The commercial sources include the Emerging Markets Private Equity Association (EMPEA), Alternatives Data Cell (“Alternatives”), Refinitiv (formerly Thomson Reuters Financial & Risk ), Unquote (a UK-based data collection company acquired by Mergermarket), Start-Up Nation Central (a company that focuses on collecting data on Israeli private equity transactions and funds), and Venture Intelligence (a leading source of information on private company financials, private capital transactions, and their valuations in India). Table 10.1 provides the coverage of information for the PCRI’s original top four sources.249 Refinitiv has the largest coverage of private capital firms with 11,491 firms. By combining the sources and eliminating duplicates, the PCRI finds that the overlap of private capital firms in the databases is roughly 32 percent.250 After eliminating duplicates, the PCRI combined data set contains 17,633 unique private capital firms. Figure 10.1 shows a diagram of the overlap between the sources. The key features of the PCRI database are summarized in Jeng and Lerner (2015).

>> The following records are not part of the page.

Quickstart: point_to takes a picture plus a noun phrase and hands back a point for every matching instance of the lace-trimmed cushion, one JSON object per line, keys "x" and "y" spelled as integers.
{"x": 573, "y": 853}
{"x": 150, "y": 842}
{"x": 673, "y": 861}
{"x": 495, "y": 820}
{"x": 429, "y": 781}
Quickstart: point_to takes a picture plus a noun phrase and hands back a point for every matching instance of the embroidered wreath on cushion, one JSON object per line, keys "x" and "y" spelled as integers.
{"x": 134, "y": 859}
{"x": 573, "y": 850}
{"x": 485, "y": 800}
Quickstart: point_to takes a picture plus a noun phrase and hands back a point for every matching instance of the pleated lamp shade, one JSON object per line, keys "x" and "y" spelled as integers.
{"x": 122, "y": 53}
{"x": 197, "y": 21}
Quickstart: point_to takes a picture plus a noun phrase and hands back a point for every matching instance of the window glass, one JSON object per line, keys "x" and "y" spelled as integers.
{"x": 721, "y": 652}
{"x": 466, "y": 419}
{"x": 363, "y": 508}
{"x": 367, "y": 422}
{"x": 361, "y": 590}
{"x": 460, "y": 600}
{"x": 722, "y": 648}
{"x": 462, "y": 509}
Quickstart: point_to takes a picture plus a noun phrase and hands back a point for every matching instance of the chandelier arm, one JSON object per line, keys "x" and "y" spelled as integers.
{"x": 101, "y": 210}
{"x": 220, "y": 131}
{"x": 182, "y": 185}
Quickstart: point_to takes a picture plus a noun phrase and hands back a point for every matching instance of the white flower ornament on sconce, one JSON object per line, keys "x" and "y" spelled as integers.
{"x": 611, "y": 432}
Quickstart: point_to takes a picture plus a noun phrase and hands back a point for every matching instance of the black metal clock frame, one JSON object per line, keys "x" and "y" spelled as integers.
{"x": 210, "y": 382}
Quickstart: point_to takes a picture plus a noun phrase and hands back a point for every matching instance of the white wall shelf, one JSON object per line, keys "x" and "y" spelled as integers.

Table 10.1: Number of Distinct private capital firms provided by source of information
Vendor Number of Distinct private Capital Firms
EMPEA 2,964
NYPPEX 6,100
Thomson Reuters 11,491
Unquote 5,291
PCRI Unique 17,633
Notes: As of 2015. Source: Jeng and Lerner (2015).
Overlap of private capital firms in PCRI database by source of information

Figure 10.1: Overlap of private capital firms in PCRI database by source of information

10.3.2 Processing of Data Received from Data Vendors or Primary Sources (LPs or GPs)

The process of combining and cleaning the various data sources is an arduous task. At the PCRI, the research staff consists of one full-time director of research, two full-time research associates, and approximately six part-time undergraduate research assistants. Research associates work to understand, clean, and research the various data sources as well as to make those sources consistent and to develop a file-matching protocol. Part-time undergraduate research assistants help with name matching, researching missing data items, and manually collecting data.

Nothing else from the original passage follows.